Come ha fatto un ragazzo di Brooklyn, di famiglia non ricca, che ha lasciato l’università dopo un paio di anni, a diventare il centro di un gruppo di figure tra le più influenti della politica, della finanza, dello spettacolo?

Chi lo ha conosciuto racconta che Jeffrey Epstein – finanziere pedofilo morto in carcere – aveva carisma e straordinarie capacità di imbonitore, ma soprattutto dicono che riuscisse a capire esattamente cosa volessero i ricchi e i potenti con cui trattava: sesso, potere, fama, affari al limite del lecito, l’ebbrezza di fare parte di una cerchia che conta.

Nato nel 1953 a Brooklyn, Epstein entra nell’alta società già a fine Anni Settanta. Insegna matematica in una scuola esclusiva dell’Upper East Side di Manhattan, sfrutta i contatti con le famiglie facoltose degli studenti. È bravo con i numeri (e suona il pianoforte). Trova gli agganci per entrare a Wall Street, prima in Bear Stearns, poi si mette in proprio con società che curano gli interessi di chi conta.

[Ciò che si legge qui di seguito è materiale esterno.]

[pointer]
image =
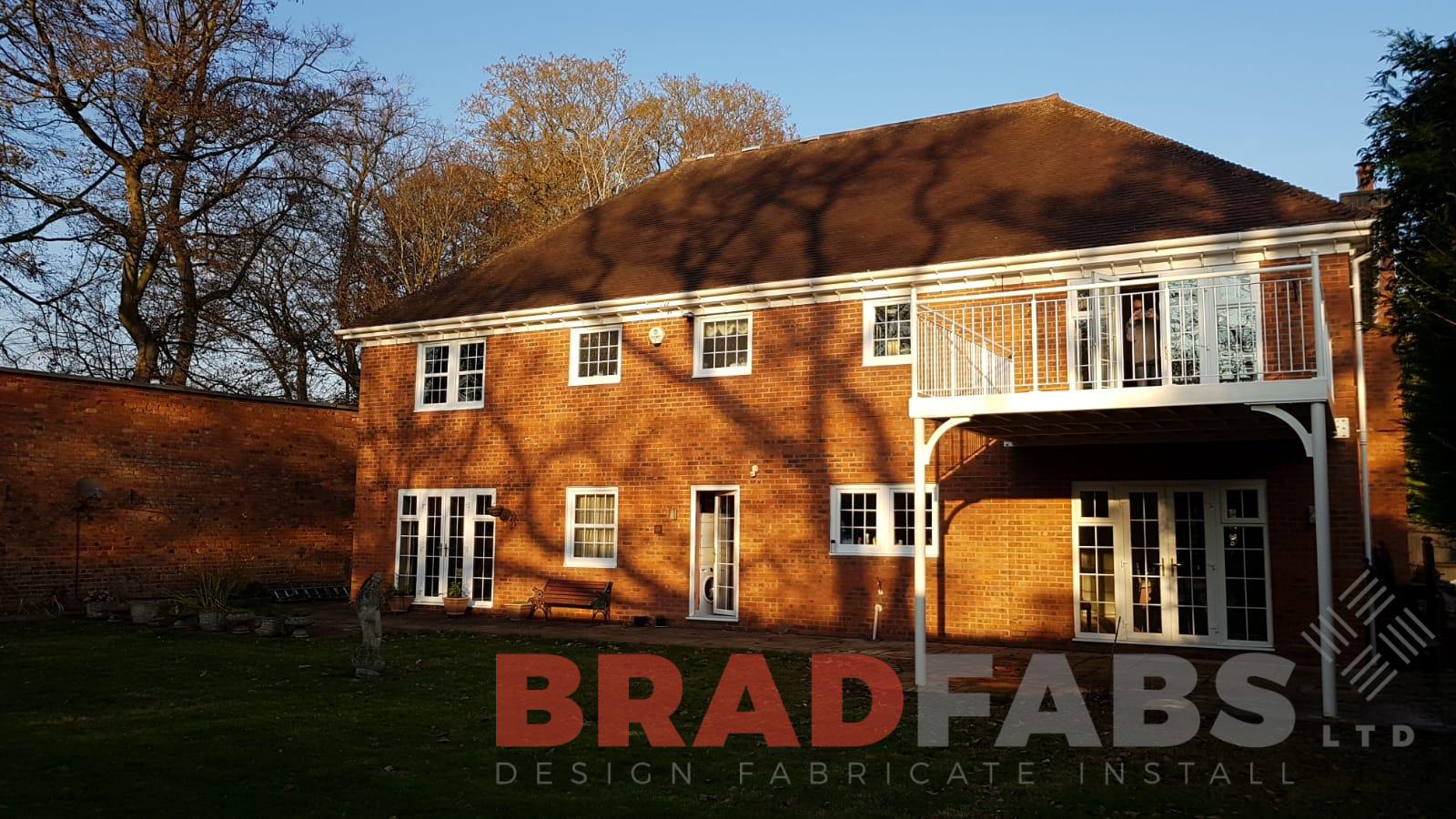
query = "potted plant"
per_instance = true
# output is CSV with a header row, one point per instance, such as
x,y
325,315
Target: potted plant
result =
x,y
208,598
399,599
456,601
99,603
269,624
298,624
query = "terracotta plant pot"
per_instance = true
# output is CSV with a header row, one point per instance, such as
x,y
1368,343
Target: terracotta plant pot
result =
x,y
146,612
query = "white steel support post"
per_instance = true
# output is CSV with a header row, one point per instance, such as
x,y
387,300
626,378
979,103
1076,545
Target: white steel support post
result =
x,y
1324,562
924,450
921,460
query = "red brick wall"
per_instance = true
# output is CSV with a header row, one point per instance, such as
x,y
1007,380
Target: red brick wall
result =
x,y
189,477
810,416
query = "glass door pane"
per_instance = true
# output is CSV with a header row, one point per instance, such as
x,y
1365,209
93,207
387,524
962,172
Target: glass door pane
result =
x,y
1097,599
1094,336
1237,318
482,552
725,555
433,548
1147,562
1245,562
455,545
1186,347
1191,567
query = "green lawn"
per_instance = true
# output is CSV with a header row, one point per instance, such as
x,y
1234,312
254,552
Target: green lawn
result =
x,y
118,720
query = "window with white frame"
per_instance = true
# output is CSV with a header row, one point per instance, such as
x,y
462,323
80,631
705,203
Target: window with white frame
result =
x,y
450,375
596,354
878,519
446,537
592,526
887,332
723,346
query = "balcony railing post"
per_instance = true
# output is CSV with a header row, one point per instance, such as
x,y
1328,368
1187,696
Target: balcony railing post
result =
x,y
915,341
1321,327
1036,346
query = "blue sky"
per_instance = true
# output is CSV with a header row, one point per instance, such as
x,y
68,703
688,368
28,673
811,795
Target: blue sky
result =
x,y
1278,86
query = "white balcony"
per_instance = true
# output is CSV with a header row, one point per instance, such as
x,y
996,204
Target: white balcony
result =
x,y
1203,337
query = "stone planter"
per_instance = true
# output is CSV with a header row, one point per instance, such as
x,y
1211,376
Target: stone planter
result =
x,y
145,612
240,622
269,625
298,625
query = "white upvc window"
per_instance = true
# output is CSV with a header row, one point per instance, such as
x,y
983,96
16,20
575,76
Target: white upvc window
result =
x,y
596,354
450,375
887,332
878,519
592,526
446,537
723,346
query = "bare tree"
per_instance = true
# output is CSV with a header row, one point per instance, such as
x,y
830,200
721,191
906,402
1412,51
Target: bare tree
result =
x,y
565,133
171,131
446,216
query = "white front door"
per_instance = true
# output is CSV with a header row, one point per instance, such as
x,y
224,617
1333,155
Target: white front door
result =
x,y
713,562
1172,562
1215,329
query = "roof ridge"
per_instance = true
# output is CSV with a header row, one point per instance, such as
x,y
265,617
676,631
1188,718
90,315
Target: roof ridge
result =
x,y
1043,99
1208,157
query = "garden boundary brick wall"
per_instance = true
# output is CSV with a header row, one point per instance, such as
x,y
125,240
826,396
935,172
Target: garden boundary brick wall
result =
x,y
812,416
191,479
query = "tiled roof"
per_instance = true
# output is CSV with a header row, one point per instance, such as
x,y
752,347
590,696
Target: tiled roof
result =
x,y
1009,179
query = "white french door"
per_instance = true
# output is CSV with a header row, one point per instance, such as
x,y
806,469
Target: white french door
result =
x,y
446,538
713,561
1172,562
1213,329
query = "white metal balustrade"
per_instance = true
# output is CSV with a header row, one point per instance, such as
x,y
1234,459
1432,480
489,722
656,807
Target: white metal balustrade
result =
x,y
1215,327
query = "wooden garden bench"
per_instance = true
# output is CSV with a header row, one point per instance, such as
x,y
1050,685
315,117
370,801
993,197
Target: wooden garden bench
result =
x,y
572,595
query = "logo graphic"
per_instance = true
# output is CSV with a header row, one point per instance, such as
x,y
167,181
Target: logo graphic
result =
x,y
1402,636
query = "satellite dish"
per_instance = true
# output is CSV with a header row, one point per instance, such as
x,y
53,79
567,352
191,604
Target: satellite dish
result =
x,y
89,490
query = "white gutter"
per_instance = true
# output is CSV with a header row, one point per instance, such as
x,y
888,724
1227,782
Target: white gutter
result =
x,y
1356,286
938,276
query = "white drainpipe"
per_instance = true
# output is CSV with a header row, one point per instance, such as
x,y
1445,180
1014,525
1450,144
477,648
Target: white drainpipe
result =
x,y
1360,402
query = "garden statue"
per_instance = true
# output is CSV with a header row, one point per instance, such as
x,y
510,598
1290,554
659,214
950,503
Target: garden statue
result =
x,y
368,661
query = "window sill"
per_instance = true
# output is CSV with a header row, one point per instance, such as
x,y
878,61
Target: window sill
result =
x,y
713,618
590,562
448,407
1126,640
888,361
861,551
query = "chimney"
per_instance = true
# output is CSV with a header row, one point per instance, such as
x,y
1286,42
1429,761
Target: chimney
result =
x,y
1365,197
1365,175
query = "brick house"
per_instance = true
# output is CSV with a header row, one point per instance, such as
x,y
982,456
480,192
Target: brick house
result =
x,y
1118,359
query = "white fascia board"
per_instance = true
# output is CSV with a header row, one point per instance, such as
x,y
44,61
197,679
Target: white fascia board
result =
x,y
1139,257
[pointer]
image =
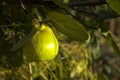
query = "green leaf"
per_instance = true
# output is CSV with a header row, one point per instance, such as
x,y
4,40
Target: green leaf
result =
x,y
61,5
115,5
101,77
95,45
23,41
111,42
68,26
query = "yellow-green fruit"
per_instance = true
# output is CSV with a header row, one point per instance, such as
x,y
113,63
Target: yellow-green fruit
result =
x,y
42,46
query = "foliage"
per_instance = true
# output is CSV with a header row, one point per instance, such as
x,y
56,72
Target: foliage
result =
x,y
81,28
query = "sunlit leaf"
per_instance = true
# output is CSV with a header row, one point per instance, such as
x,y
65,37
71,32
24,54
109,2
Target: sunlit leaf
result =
x,y
111,42
101,77
68,26
115,5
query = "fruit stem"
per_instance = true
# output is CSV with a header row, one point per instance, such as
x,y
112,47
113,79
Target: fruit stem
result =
x,y
30,70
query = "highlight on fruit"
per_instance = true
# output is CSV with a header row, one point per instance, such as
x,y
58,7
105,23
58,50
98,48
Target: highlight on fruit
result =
x,y
43,46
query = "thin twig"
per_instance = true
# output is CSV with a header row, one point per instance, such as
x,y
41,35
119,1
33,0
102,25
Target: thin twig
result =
x,y
30,69
87,3
25,10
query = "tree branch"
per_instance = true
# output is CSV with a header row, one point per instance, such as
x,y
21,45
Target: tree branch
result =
x,y
49,2
87,3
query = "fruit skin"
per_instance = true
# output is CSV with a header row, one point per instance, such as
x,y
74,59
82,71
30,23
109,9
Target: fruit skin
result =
x,y
42,46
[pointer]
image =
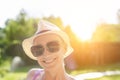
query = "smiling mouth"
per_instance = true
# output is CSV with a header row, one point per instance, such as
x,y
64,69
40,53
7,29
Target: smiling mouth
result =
x,y
49,61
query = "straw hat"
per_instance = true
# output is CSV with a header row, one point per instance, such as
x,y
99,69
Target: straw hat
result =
x,y
45,27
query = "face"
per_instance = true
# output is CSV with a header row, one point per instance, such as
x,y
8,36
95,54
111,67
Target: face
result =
x,y
49,50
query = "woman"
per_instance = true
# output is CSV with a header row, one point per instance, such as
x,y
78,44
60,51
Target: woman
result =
x,y
49,46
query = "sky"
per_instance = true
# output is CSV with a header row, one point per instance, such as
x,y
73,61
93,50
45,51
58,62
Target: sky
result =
x,y
81,15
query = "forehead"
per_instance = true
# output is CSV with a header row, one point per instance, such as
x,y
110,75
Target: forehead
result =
x,y
43,39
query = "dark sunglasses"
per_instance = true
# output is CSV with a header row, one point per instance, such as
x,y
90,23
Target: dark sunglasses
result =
x,y
52,47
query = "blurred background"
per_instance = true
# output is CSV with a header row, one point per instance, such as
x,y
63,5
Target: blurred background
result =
x,y
92,25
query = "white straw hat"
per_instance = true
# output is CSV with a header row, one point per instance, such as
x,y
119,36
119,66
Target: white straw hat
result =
x,y
45,27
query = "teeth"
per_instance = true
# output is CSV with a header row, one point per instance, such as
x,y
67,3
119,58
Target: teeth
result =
x,y
48,61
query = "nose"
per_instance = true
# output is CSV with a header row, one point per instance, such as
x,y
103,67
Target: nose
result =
x,y
46,52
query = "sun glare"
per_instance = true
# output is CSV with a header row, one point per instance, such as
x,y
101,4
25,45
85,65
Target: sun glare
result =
x,y
84,33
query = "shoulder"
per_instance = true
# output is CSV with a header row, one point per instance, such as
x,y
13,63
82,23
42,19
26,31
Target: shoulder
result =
x,y
33,73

La sua ascesa è favorita forse anche dall’intelligence: tra sesso e ricatti, trasforma le relazioni in denaro, informazioni e ulteriori relazioni, in una sorta di schema Ponzi sociale.

Nel 2008 patteggia una condanna per avere favorito la prostituzione di una ragazzina. Ma il suo circo non si ferma e i potenti – da Wall Street alla politica, dalla Silicon Valley ai reali britannici, dallo showbusiness a Israele – continuano a partecipare alle feste, nella sua isola. Impossibile elencare tutte le persone coinvolte direttamente o sfiorate dallo scandalo Epstein: con Donald Trump e Bill Clinton ci sono ministri e imprenditori come Bill Gates. I documenti e le foto diffusi indicano che, anche dopo la condanna, il fondatore di Microsoft ha incontrato più volte Epstein e le sue ragazze. In una mail il finanziere pedofilo scrive che Gates ha contratto una malattia venerea con le ragazze, chiede un antibiotico e tenta di nascondere tutto alla moglie. Gates smentisce, afferma di avere fatto «solo cene per discutere di donazioni e filantropia», si dice «pentito di avere frequentato Epstein». Ma la moglie, ormai ex, Melinda March lo attacca e chiede giustizia per gli abusi.